Sorry, I don't have reading material per-se.
But just as an anecdotal example: I was using some of this trickery to implement a densely-packed Quadtree using Morton Codes. Morton Codes interleave the bits of the X and Y coordinates for a cell on a grid. So, in order to break a M-Code apart and combine them back together, you need to "select the even bits" or "select the odd bits", which can be done with some tricks like these.
Thanks for the resources, these are great! As an avid chess fan I've always played around with the idea of trying making a basic chess engine.. This might just be the push!!
In embedded programming it can be useful to control an animation on an LED matrix since a lot of LED drivers and multiplexers enable pins based on the bits passed through their respective drivers. Example of how you might animate 8 LED connected to 8 pins:
You could turn that into an array to animate an LED going from left-to-right or you could just write a simple function that bit-shifts your current state to the right.
It's also useful in scrolling text: Imagine that 8x8 above contains a character like O. You could animate the O moving to the left by shifting the bits in each row to the left by one over and over again (according to whatever speed you've defined).
Anywhere that a byte/word/dword is used as a first class data structure, there is likely some operation on the data structure that can be accomplished with a bit trick. As others have said, this is most often the case where CPU cycles are tightly constrained.
You end up needing this stuff to write fast parsers of text formats, but you need a bunch of other stuff too, and there isn't really any introductory material online.
I just got a copy of Hacker's Delight, which seems to show the same sorts of tricks. I haven't read very much of it yet, but I wonder how many of these came from that book or a common source. It would be fun to read more about the history of these tricks.

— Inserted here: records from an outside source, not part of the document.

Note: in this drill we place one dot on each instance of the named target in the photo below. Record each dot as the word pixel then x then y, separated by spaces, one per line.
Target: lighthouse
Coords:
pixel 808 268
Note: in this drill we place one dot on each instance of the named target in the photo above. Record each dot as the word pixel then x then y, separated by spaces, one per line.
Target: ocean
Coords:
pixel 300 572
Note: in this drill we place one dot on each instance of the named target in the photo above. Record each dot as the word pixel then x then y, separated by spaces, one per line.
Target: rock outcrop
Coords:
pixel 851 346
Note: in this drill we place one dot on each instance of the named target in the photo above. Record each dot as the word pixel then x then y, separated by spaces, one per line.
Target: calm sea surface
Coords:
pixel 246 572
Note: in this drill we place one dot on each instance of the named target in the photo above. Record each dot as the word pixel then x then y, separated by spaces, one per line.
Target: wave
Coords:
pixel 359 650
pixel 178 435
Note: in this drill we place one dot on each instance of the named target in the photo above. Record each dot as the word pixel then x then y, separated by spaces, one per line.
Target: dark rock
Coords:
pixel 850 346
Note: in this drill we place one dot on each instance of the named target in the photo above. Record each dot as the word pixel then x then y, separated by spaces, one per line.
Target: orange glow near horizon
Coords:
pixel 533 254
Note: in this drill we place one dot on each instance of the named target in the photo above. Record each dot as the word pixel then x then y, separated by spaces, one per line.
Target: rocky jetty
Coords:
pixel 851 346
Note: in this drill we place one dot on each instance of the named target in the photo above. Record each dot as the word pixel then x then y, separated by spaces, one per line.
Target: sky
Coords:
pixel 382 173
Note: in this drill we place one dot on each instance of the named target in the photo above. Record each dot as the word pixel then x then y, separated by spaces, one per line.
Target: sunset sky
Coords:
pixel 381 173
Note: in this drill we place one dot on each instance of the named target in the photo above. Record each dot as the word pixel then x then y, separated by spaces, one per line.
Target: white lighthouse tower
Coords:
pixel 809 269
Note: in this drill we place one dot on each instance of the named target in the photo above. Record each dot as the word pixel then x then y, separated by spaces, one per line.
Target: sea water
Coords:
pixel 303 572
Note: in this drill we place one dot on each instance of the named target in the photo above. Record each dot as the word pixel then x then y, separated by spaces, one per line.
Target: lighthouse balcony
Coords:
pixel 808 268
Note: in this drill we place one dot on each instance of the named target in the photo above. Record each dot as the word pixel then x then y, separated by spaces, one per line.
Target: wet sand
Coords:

Question from a frontend dev: Why can't the compiler apply these tricks automatically? Are there assumptions they're making that don't necessarily hold?
Clang and GCC can do some amazing optimizations. However, these types of tricks often come into play as a result of clever data representation, i.e., instead of representing data as a bunch of objects in an array, you’ve figured out how to represent it, or a subset, in some cleverly packed bits and/or ints (and then can reap the benefit of these tricks).
It’s trivial for a compiler to see (x / 2) and substitute (x >> 1) but it is much harder for a compiler to go from seeing that you have a bunch of Foo objects and realizing that they could be better represented as clever bit vectors.
Yes, this library is of uneven quality, and would benefit from a few hours of focused attention from a specialist. E.g. the various HighestBit functions below what you've called out also look inefficient relative to something using one of the builtin_clz intrinsics, even though there's an earlier use of builtin_clz...
I think a lot of times the way a header like this comes into being is that someone has a narrow need for an operation that is deemed reusable and abstract. The 64 bit version of a 32 bit bit utility doesn't have a need at the time. Then somebody comes in later trying to fill out more stuff.
On many platforms a shift by more than 31 bits often did nothing, despite it should do something. Intel, for example, masked the count at 5 bits, breaking a lot of 64 bit compiler hacks.
There is also the issue of cache and speed - expanding to full size would have different footprints, so perhaps they tested that too.
This is likely a result to work around those problems.